No less a committed propagandist than, say, Michael Moore, Peralta has some strange ideas about what constitutes meaningful social change. For him, the moment when 1950s surfers discovered the North Shore of Oahu is "the equivalent of Columbus reaching the New World." For him, the all-surfing, all-the-time lifestyle of pioneers like Greg Noll -- who lived in an abandoned Quonset hut on a Hawaiian beach with ten other guys and subsisted on fresh-caught fish and coconuts -- was as important as the Civil Rights movement or the Summer of Love. If you are willing to accept Peralta's rather blinkered notion of American history -- there's the pre-Gidget era, when surfing was individualistic and pure, and the post-Gidget era, when a large part of Paradise was Lost to the masses -- you will probably embrace Riding Giants with the passion of a true believer. If not, you might see it as another engaging sermon delivered by a slightly crazed missionary.
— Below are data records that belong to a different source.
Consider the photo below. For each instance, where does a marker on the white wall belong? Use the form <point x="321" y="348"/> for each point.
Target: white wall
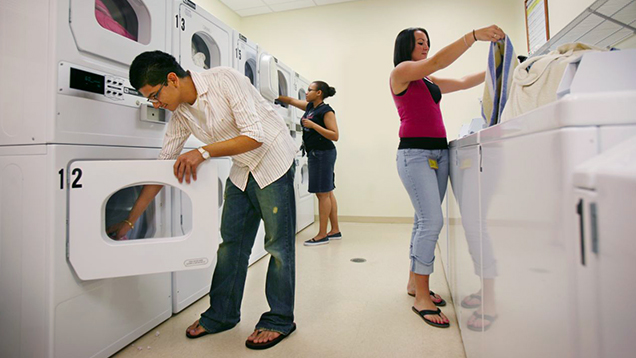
<point x="562" y="12"/>
<point x="350" y="46"/>
<point x="222" y="12"/>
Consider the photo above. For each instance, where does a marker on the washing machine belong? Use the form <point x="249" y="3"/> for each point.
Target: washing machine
<point x="285" y="88"/>
<point x="300" y="86"/>
<point x="305" y="208"/>
<point x="267" y="75"/>
<point x="525" y="213"/>
<point x="246" y="57"/>
<point x="605" y="188"/>
<point x="200" y="41"/>
<point x="304" y="199"/>
<point x="74" y="149"/>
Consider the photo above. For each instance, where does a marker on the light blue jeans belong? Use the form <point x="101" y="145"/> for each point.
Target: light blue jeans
<point x="426" y="188"/>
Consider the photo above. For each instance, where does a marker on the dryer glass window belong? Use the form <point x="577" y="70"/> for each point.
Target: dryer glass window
<point x="282" y="88"/>
<point x="118" y="16"/>
<point x="205" y="51"/>
<point x="250" y="70"/>
<point x="152" y="223"/>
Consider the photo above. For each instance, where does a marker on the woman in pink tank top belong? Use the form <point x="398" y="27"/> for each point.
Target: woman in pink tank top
<point x="422" y="157"/>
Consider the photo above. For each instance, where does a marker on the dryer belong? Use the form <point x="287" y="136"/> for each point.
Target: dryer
<point x="305" y="208"/>
<point x="305" y="214"/>
<point x="285" y="88"/>
<point x="200" y="41"/>
<point x="72" y="163"/>
<point x="522" y="216"/>
<point x="245" y="57"/>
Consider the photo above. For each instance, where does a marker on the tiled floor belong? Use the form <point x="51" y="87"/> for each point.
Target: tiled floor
<point x="343" y="309"/>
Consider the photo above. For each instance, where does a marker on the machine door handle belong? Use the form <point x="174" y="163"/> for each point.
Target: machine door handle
<point x="579" y="211"/>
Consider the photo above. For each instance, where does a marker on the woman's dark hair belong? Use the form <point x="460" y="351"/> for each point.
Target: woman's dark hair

Certainly, Peralta tours the holy sites of surfing with the awe of a religious pilgrim. Hawaii's Waimea Bay, we learn, was "riddled with taboos and fears" after two surfers were killed there in 1943, but once the 19-year-old Noll and his friend Mike Stang conquered Waimea's big waves in 1957, surfing took a giant leap forward. Peralta uses clips from old home movies to support his point, and they are terrifically evocative of time and place. Meanwhile, his interviews with the swaggering Noll, the sport's first flamboyant showman, reveal (unwittingly or not) a man whose golden moment has long since passed. "Waimea was my woman," the bulky, bespectacled 66-year-old tells us wistfully. "It was a full-on love affair for 25 years." But once Hollywood's mid-'60s plague of inane beach-blanket movies romanticized surfing in Iowa and Nebraska, something vital slipped out of its founding mythology. "Those movies make me puke," Noll scoffs, 40 years after the fact.

Still, Peralta presses on into rough new waters and new eras. At Maverick's, another legendary surfing locale 20 miles from San Francisco, he revisits the exploits of Jeff Clark, who rode the big waves in this frigid "graveyard of jagged rocks" all alone from 1975 until 1990 -- because nobody else had the guts to try it. "It was my sanctuary," Clark tells us, tuning in to Riding Giants' tone of religious fervor. Later, we see a gathering of the faithful at Maverick's, there to honor one of their martyrs, a famous Hawaiian surfer named Mark Foo, who was killed by the place's fierce rip currents in December 1994. Two more intrepids lost their lives at Maverick's in 1995 and 1997.

The most daunting waters of all are in Peahi, on the Maui coast, where the crests can reach 60 feet in height and roll along at 35 miles an hour, and at a site in Tahiti, where huge, cylindrical breakers crash onto a razor-sharp reef. Here, we meet the new king of big-wave surfing, Laird Hamilton. Blond, blue-eyed, and golden-brown, he embodies the old surfer-boy stereotype from those terrible movies, but he's definitely, well, new wave. He helped develop the latest wrinkle, called "tow-in surfing," which employs a jet ski, a tow rope, and some hazardous rescue techniques. But at root, Hamilton too lives by the old code. "For Laird," his athlete-wife tells us, "a day with no waves, it's like a dragon-slayer with no dragons." OK, but film director John Milius, who in 1978 made a fictional surfing movie called Big Wednesday, captures the lure of the big waves more succinctly. "This is not for your own glory," he says. "You're caught up in a great act of nature."

In this rhapsodic documentary, though, personal glory does outweigh the fierce beauties of nature -- no matter what John Milius, or even Gidget, has to say on the subject. Stacy Peralta may think otherwise, but this 101-minute homage to the heroes of surfing is nothing if not a monument to their self-absorption -- and to his own. That's probably inevitable.